Bigfoot conference a big deal

Jefferson, Texas Associated Press

Next to a lifelike replica of a giant ape head, the believers milled around tables Saturday covered with casts of large footprints, books about nature's mysteries and T-shirts proclaiming Bigfoot: Often Imitated, Never Invalidated.

While they can have a sense of humour about it, the search for the legendary Sasquatch is no joke for many of the nearly 400 people who came to discuss the latest sightings and tracking techniques at the Texas Bigfoot Conference.

“It's not a matter of believing, like faith, when you believe in something you can't see,” said Daryl Colyer, a Lorena, Texas, businessman who has investigated hundreds of reported Bigfoot sightings in Texas, Oklahoma, Arkansas and Louisiana.

“It's a flesh-and-blood animal that just has not been discovered yet. And I think we're getting closer and closer and closer,” Mr. Colyer said.

Outlandish theories about the origin of Bigfoot abound, including that it might be an extraterrestrial. Many believe a towering, ape-like creature descended from a prehistoric three-metre-tall gorilla called a Gigantopithecus and now inhabits North American forests.

Hoaxes have been a large part of the making of the Bigfoot legend.

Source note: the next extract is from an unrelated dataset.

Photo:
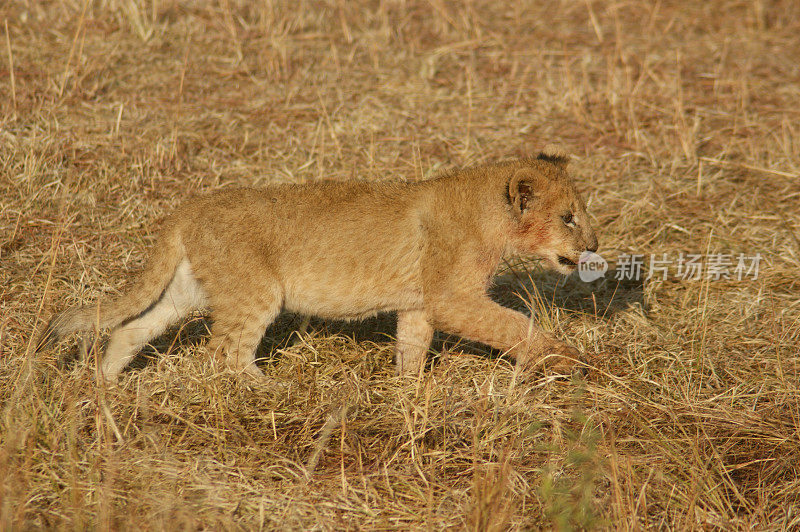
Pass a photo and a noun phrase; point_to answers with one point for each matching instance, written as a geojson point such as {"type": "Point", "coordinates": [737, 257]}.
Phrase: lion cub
{"type": "Point", "coordinates": [427, 250]}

California construction company owner Ray Wallace donned 40-centimetre-long wooden feet to create tracks in mud in 1958 and it led to a front-page story in a local paper that coined the word Bigfoot.

But there have been more than 2,550 seemingly credible Bigfoot sightings reported in North America in the last century, said Christopher Murphy's 2004 book Meet the Sasquatch.

Murphy believes thousands more witnesses are too afraid of ridicule to come forward.

“You see one of these things and it changes your whole perception of reality,” said Craig Woolheater, office manager of a Dallas company who co-founded the Texas Bigfoot Research Center in 1999, five years after he said he saw a hairy creature walking along a remote Louisiana road.

Mr. Colyer and others estimate about 2,000 Sasquatch are in North America today, reclusive nocturnal animals living in thickly wooded areas with waterways, eating meat and plants and making nests out of trees and brush.

Pictures and film footage are often disputed, such as the 1967 footage of a creature walking near a California creek. Most evidence centres on hundreds of casts of footprints collected since the 1950s.

Jimmy Chilcutt, a retired fingerprint analysis expert for the Conroe Police Department, said many of the hundreds of prints he examined belonged to a primate but not a human, ape, gorilla or chimpanzee.

Like Chilcutt, other well-respected professionals have come forward to say such evidence should not be dismissed.

“To me it's still an open question but here's some evidence that warrants some serious consideration, so give it a chance,” said Jeff Meldrum, associate professor of anatomy and anthropology at Idaho State University who has studied more than 150 casts of footprints.

“This is not a paranormal question; it's a biological question.”